Friday, October 31, 2008

The Hobo Code

Welcome to the Great Depression done up all 2008 style.

In times of economic strife, marketing budgets are the first things that get cut.

The soft things -- things like building a company's brand -- get pushed to the back burner. Downward spiralling marketing budgets somehow reduce a company's appetite for the fun things in life, like paying a million bucks to watch a chimp bang a drum for E-Trade.

In publically held companies like mine, that means that showing a profit often means shaving the workforce. It's everyone's favourite way to show fiscal responsibility.

So, there were layoffs at the agency yesterday.

Ten people from different departments were let go. Two came from our group.

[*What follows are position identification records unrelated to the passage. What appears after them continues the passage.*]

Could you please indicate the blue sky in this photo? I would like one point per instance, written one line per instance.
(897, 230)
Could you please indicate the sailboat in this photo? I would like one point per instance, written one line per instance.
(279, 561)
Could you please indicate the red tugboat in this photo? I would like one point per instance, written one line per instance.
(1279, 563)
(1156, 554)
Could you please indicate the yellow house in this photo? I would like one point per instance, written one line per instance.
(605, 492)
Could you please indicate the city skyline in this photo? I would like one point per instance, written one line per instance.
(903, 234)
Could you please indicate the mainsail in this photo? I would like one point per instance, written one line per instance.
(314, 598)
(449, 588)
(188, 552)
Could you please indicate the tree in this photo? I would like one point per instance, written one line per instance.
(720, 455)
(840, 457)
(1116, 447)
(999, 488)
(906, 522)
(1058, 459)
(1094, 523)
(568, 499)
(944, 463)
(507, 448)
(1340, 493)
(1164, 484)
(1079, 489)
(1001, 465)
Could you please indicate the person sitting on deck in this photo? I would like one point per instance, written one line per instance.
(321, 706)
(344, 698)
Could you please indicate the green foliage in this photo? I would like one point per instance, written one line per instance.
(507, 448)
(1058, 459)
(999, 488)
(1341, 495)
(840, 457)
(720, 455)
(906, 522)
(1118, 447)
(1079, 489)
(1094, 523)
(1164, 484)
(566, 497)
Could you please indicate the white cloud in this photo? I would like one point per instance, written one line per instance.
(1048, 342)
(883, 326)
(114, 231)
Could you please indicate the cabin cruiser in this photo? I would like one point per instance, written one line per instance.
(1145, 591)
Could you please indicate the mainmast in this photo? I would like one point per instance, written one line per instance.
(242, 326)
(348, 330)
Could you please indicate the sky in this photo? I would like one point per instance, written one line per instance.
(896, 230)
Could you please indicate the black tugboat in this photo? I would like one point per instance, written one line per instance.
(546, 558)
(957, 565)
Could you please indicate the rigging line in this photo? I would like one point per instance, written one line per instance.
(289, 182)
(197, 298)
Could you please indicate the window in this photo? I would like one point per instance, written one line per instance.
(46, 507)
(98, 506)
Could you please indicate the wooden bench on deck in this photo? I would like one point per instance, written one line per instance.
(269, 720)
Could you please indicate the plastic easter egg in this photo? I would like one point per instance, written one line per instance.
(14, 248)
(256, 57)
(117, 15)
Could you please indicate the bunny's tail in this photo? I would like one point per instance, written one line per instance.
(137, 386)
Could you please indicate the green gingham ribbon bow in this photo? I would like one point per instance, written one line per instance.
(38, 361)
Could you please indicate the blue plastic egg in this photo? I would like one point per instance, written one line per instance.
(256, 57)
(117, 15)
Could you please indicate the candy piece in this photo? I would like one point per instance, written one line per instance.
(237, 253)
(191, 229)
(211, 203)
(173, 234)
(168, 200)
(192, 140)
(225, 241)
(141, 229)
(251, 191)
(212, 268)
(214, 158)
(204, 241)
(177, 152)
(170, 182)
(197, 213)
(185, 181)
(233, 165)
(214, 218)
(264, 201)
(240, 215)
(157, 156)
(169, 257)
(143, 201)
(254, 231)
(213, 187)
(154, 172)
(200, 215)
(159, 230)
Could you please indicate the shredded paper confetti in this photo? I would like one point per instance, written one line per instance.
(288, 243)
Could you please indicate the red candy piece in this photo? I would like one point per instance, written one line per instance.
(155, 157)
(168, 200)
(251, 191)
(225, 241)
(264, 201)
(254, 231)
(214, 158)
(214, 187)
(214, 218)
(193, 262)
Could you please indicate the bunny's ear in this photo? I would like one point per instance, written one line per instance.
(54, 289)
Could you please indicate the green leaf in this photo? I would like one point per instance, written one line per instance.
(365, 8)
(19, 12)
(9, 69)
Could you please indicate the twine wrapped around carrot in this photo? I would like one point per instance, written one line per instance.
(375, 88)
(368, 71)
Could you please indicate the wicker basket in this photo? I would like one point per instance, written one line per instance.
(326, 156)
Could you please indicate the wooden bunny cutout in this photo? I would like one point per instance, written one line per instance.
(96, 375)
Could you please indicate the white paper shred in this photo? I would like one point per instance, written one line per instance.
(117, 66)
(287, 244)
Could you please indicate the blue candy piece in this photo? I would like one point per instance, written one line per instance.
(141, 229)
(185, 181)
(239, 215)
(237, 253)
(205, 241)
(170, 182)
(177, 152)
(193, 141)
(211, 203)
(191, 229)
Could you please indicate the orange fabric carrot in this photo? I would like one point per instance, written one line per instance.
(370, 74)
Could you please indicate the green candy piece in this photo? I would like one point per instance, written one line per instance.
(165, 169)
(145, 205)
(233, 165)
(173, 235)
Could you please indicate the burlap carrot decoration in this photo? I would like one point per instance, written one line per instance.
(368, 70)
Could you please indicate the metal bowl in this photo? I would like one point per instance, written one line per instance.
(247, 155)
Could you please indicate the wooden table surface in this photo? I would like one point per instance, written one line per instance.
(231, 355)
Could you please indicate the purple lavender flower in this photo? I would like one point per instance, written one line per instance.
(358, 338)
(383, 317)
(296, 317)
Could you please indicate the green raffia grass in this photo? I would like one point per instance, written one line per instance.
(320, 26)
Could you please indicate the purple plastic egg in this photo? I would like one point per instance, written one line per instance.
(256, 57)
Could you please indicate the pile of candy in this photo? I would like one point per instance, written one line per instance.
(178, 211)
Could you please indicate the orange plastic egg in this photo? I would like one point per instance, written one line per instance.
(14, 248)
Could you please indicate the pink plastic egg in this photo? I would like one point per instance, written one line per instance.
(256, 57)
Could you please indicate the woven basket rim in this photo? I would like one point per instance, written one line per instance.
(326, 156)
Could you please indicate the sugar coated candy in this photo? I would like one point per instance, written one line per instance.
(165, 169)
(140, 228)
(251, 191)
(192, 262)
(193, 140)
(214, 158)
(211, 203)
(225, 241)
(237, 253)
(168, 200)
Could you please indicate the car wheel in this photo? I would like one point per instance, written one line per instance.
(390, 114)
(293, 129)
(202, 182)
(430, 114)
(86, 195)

It's a surreal, sickening experience.

When 10 people are let go, it needs to be a well-timed exercise. And the HR gurus and the lawyers always reccomend that those on the receiving end of layoffs be "walked". They're afraid of corporate espionage.

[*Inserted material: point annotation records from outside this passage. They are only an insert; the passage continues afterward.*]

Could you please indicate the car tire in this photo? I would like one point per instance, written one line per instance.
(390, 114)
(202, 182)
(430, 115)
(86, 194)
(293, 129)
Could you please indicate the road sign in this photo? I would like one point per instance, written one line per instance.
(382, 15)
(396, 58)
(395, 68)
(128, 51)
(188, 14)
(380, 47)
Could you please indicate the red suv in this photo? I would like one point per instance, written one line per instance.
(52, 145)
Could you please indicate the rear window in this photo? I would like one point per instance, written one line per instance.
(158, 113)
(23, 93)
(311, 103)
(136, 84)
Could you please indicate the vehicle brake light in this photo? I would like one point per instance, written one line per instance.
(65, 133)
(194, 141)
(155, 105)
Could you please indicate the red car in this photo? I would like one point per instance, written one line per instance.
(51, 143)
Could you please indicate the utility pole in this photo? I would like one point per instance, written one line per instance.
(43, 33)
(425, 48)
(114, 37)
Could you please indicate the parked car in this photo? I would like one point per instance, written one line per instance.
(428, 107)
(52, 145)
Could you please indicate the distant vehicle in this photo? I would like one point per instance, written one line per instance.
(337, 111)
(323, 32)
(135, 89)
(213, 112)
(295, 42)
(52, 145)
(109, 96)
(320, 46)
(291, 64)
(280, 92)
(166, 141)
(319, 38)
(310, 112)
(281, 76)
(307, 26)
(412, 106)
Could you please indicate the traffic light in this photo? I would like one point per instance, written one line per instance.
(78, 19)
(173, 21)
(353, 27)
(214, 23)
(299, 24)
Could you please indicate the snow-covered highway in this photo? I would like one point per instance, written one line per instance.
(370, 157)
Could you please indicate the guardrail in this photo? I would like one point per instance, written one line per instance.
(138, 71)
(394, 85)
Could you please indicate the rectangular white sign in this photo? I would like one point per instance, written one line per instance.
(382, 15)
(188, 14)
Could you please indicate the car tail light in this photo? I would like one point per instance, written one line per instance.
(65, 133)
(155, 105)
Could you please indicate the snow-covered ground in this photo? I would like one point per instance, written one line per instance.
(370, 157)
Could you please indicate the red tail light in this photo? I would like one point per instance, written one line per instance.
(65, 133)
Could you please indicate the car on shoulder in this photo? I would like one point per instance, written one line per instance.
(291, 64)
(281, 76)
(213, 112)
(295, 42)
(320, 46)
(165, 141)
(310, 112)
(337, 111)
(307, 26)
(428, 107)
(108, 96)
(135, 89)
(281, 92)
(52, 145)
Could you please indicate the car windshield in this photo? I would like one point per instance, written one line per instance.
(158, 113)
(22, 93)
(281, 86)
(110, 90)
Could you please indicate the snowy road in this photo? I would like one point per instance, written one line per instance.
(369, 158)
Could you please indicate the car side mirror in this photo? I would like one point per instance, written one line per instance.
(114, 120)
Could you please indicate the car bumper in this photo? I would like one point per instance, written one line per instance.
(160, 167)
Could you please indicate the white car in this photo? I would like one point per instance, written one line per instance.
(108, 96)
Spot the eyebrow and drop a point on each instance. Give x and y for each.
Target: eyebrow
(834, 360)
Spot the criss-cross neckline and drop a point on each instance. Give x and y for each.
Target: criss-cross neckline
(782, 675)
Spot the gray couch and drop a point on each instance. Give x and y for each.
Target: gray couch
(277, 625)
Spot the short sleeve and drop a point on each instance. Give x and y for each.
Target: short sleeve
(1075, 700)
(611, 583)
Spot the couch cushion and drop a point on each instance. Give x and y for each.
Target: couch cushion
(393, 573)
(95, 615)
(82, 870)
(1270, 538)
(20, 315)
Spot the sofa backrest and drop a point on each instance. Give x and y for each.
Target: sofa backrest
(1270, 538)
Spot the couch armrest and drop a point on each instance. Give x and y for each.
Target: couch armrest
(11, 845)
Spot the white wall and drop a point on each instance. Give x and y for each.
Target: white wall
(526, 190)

So the shocked and disappointed workers are escorted out of the building like criminals.

But that's not even the worst part.

The Prez -- who's about as popular around here as George W., and has unleashed about as much carnage -- called a staff meeting in the middle of it all...before our people had even been told.

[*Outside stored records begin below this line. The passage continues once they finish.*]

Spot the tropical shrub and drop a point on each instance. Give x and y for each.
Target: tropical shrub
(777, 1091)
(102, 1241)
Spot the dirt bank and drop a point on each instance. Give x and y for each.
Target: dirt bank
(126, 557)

And then he did something even worse, he read out of the name of someone from another department who had lost his job. A gentle, wonderful soul.

Thing is, this friend from another department hadn't been told yet, either. He was on holiday. He found out that he was fired when his friends started text messaging him with the message, "Sorry to hear, Dude."

"Sorry for what," he said.

And that's how he heard.

Back in the days of The Great Depression, hobos developed a system of symbols -- often marked in chalk or coal -- that would provide information and warnings to other hobos.

A cat indicated that a kind lady lives here. A square missing its top line indicated that it was safe to camp in this location.

A box with a dot in the middle meant: danger, brutal man.

If I had any guts, I'd go mark the area outside the President's office.

5 comments:

Ryan McNeil said...

I double dog dare ya to do so. You could blame it on halloween hooligans.

Hez said...
This comment has been removed by the author.
Hez said...

I'm so sorry to hear it. This has got to be so hard on everyone. I'm thinking of you doll...

Blodwynn said...

did you know Hobo stands for homeward bound?

I just read that the other day. weird.

hugs to you. I know it's really tough when you actually care.

Joe said...

Layoffs suck. They are demeaning and cold. We - me too - become a little more calloused - we try to build a shell around ourselves to insulate the meanness of it.

We spend so much time of our lives at work - we become what we do. Then, without warning - we are dumped. We are "less than."

I have to "let go" of someone I hardly even know. Th focus is the coaching I am getting around "how to do it, so we don't get sued."

You would think the previous managers would have spent more time coaching on what this person had to do to improve. We are doing this "layoff" to the bottom performers.

This guy thinks he is doing great.

Today will be a hard day for him. I unfortunately will feel his pain to a point. But I don't have to go home tell his wife and daughter and figure out what the hell to do for the 8 to 10 hours each day he now has nothing to do to fill his day - A void.

Did I say it sucks?

Oh yeah. They are giving him 2 weeks severance.

PS - I know about corporate finances and all that crud - what makes it hard to swallow is the corporate greed on Wall Street and the corporate payouts of CEOs who kill companies.